31 Ocak 2015 Cumartesi
26 Ocak 2015 Pazartesi
UYMAZSA UYDURALIM : SOLOMON ASCH
Mevlana anlatır ki;
Bir zamanlar, şimdiki gibi hafta sonu tatillerinin
olmadığı, pazartesi sendromu diye bir şeyin bilinmediği günlerden birinde,
zavallı çocuklar okula gitmekten bezmişler! Günler boyu beklemişler ki bir gün
olsun hoca mektebe gelmesinde tatil yapsınlar!
Ama hoca inatçımı inatçı, aynı zamanda da vazifeşinas.
Bir güne bir gün ne hastalanmış ne de bir işi çıkmış. Her Allah’ın günü
erkenden gelmiş sınıfa, zavallı öğrencilere dünyayı dar etmiş.
Çocuklar bir gün kendi aralarında bu durumdan
yakınırken, sınıfın en afacanı gözlerinde şimşekler saçarak haykırmış
-Buldum buldum, Yarın okul tatil olacak arkadaşlar.

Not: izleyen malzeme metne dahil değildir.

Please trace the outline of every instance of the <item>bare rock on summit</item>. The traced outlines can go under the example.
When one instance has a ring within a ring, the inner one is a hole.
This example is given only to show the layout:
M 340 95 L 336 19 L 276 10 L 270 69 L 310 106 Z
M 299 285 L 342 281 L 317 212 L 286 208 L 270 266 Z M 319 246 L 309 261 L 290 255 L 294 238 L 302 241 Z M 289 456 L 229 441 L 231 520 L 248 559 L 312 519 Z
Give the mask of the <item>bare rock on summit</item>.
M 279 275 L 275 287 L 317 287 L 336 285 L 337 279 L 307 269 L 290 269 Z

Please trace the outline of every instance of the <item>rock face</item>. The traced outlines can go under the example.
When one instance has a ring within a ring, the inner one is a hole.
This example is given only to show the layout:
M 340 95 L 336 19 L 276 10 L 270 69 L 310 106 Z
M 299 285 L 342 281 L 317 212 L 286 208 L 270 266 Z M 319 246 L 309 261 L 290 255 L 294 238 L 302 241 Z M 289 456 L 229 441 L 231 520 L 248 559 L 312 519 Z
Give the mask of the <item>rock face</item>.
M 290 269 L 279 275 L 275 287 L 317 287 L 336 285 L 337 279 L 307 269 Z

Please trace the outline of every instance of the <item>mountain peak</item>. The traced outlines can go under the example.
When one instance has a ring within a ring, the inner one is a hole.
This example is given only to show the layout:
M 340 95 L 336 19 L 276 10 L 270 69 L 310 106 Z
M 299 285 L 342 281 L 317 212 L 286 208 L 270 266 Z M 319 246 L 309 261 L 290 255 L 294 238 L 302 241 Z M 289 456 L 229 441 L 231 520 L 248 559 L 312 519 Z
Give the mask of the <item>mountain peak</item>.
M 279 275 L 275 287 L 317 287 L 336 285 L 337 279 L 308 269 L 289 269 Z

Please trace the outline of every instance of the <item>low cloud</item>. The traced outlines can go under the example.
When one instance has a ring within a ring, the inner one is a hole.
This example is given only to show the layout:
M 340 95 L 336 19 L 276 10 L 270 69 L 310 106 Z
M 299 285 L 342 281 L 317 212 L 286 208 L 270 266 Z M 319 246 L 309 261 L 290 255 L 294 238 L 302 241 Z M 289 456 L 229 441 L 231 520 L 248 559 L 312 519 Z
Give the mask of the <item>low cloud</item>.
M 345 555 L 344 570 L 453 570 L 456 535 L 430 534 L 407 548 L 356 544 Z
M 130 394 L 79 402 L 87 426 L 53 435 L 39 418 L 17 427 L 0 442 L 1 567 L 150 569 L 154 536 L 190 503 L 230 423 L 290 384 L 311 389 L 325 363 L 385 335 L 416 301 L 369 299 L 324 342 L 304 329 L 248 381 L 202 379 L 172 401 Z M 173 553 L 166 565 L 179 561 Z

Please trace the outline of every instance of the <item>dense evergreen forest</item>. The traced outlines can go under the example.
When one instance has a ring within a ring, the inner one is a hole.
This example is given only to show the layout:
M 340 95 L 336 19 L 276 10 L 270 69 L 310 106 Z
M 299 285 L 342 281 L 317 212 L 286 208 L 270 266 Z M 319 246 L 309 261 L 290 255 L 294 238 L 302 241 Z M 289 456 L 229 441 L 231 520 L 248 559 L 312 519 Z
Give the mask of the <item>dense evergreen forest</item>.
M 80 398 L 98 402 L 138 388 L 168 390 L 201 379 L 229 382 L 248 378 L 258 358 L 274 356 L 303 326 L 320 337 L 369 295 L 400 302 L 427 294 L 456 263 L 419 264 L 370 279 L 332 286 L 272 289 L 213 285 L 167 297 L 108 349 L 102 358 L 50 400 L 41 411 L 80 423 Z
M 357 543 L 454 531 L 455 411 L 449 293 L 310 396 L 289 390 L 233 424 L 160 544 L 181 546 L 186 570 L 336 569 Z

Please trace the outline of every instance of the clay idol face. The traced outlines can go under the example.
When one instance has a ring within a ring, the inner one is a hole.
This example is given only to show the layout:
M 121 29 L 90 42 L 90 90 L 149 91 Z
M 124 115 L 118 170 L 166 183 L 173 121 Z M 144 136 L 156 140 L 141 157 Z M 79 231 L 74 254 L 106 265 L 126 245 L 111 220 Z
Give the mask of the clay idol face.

Çocuklar hayretle bakmışlar:
-Hiç merak etmeyin demiş, küçük afacan, yarın hepiniz
benim söylediğim şekilde hareket edin görün, olmazsa ne ceza verirseniz razıyım
Ertesi sabah yine hoca erkenden gelerek
kürsüsüne kurulmuş.
İlk giren çocuk:
-Hocam geçmiş olsun neyiniz var’’ demiş?
Hoca başını bile kaldırmadan ‘’saçmalama geç otur
yerine’’ diye terslemiş.
Biraz sonra sınıfa giren ikinci çocuk
-Hocam ne oldu size böyle, geçmiş olsun’’ deyince Hoca
yine ters bir şekilde ‘’hiçbir şeyim yok’ ’cevabını vermiş. Arkasından sınıfa
giren her çocuk benzer şekilde geçmiş olsun dileklerini iletince, Hocayı bir
endişe almış. En son sınıfın afacanı ,’’arkadaşlar bugün lütfen gürültü yapmayalım,
bakın Hocamız çok hasta’’ deyince artık hocanın pili bitmiş, hasta olduğuna
iyice inanmış.
-Çocuklar hadi evinize bugün tatil ben eve gidip
yatayım’’ deyip çocukları eve göndermiş.
Çocuklar güle oynaya eve gelip velilerine, Hocanın
hastalandığını, okulun tatil olduğunu söylemişler.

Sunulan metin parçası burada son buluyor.